Mumbai: Tata Power Company''s strategic electronics division (Tata Power SED) has secured seven licences for designing, development, manufacturing, assembling and upgrading mission critical systems in seven core areas of defence strategic electronics.

The licences were issued by the department of industrial policy and promotion under the ministry of commerce and industry. Tata Power SED would be the prime contractor for the sale of equipment to the defence ministry.

Tata Power SED, a leading domestic player in strategic electronics, is harnessing its "systems and engineering" capabilities to emerge as a prime contractor to defence equipment and systems.

Earlier this year, Tata Power SED secured orders for Pinaka multi-barrel rocket launcher system from the Indian Army and futuristic automatic data handling system for air defence from the Indian Air Force.

"SED is now poised to harness its multi-disciplinary capabilities and emerge as a long-term reliable partner to Indian defence forces. Over the next five years, these licences open a domestic addressable market of over Rs20,000 crore, for Tata Power SED, which includes upgrades of existing platforms. Additionally, business opportunities through the ''offset" clause (as set out in the defence procurement procedure - DPP 2006) for systems design, engineering and testing services will also be targeted by the company, opening up the export market," said Rahul Chaudhry, CEO of Tata Power SED.
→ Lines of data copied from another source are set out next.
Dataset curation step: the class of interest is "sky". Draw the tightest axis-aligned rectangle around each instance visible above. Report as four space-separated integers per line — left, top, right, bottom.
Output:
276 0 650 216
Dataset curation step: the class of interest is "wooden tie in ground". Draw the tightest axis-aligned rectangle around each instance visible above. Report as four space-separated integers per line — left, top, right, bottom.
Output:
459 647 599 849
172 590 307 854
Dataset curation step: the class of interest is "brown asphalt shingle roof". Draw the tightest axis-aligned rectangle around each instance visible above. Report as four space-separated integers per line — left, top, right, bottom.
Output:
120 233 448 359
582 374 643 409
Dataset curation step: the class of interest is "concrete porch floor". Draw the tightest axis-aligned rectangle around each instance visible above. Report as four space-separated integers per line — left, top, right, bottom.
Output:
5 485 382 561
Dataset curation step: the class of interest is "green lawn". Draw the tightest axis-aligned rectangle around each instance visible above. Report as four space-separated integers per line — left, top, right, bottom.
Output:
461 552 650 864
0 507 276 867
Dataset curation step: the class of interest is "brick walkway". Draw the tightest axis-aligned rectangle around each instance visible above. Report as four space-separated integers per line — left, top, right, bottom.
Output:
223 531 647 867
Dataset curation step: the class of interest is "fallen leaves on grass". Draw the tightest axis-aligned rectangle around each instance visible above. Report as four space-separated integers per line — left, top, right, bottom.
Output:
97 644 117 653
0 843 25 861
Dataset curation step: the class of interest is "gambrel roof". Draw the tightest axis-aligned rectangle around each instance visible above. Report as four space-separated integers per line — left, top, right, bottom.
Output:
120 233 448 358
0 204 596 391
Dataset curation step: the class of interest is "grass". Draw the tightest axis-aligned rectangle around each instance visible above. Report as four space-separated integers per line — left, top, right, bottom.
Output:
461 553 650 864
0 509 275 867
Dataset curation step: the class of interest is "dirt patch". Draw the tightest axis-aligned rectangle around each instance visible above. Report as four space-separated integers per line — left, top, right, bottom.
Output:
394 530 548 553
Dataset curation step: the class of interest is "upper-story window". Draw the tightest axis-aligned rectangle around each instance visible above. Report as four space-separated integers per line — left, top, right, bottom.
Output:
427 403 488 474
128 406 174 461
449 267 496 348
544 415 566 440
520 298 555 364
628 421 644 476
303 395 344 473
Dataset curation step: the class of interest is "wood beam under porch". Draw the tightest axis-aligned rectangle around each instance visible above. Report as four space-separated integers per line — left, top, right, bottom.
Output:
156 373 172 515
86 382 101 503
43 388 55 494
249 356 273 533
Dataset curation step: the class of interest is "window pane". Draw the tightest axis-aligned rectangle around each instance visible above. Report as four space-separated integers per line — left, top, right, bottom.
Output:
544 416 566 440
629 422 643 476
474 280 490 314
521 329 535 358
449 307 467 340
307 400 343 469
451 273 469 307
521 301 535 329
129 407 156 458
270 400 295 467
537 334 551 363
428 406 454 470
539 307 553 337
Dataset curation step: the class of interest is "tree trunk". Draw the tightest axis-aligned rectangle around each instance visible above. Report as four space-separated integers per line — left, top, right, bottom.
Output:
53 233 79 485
The seven defence production licences involve design, development, manufacture, assembly and upgrades of:

  • Electronic warfare systems for the army, navy, air force, para-military and inland security;
  • Warfare enablers, development of specialised antennas and masts. ruggedisation of COTS and specialised software for network management, monitoring and security. integrated GIS with communication and navigation system for defence and civilian applications, global positioning systems and GPS-based vehicle navigation and tracking systems, etc;
  • Avionics, airborne assemblies, systems and equipment for aircrafts, helicopters and AWACS;
  • Air defence guns, field artillery, naval guns, tanks, combat vehicles, anti-tank weapons systems;
  • Naval combat, air defence, artillery, command and control systems, border security and surveillance;
  • MIL (military grade) products such as display consoles, rugged computers, workstations servers, on board computers, etc; and
  • Weapon systems - rocket and missile launchers.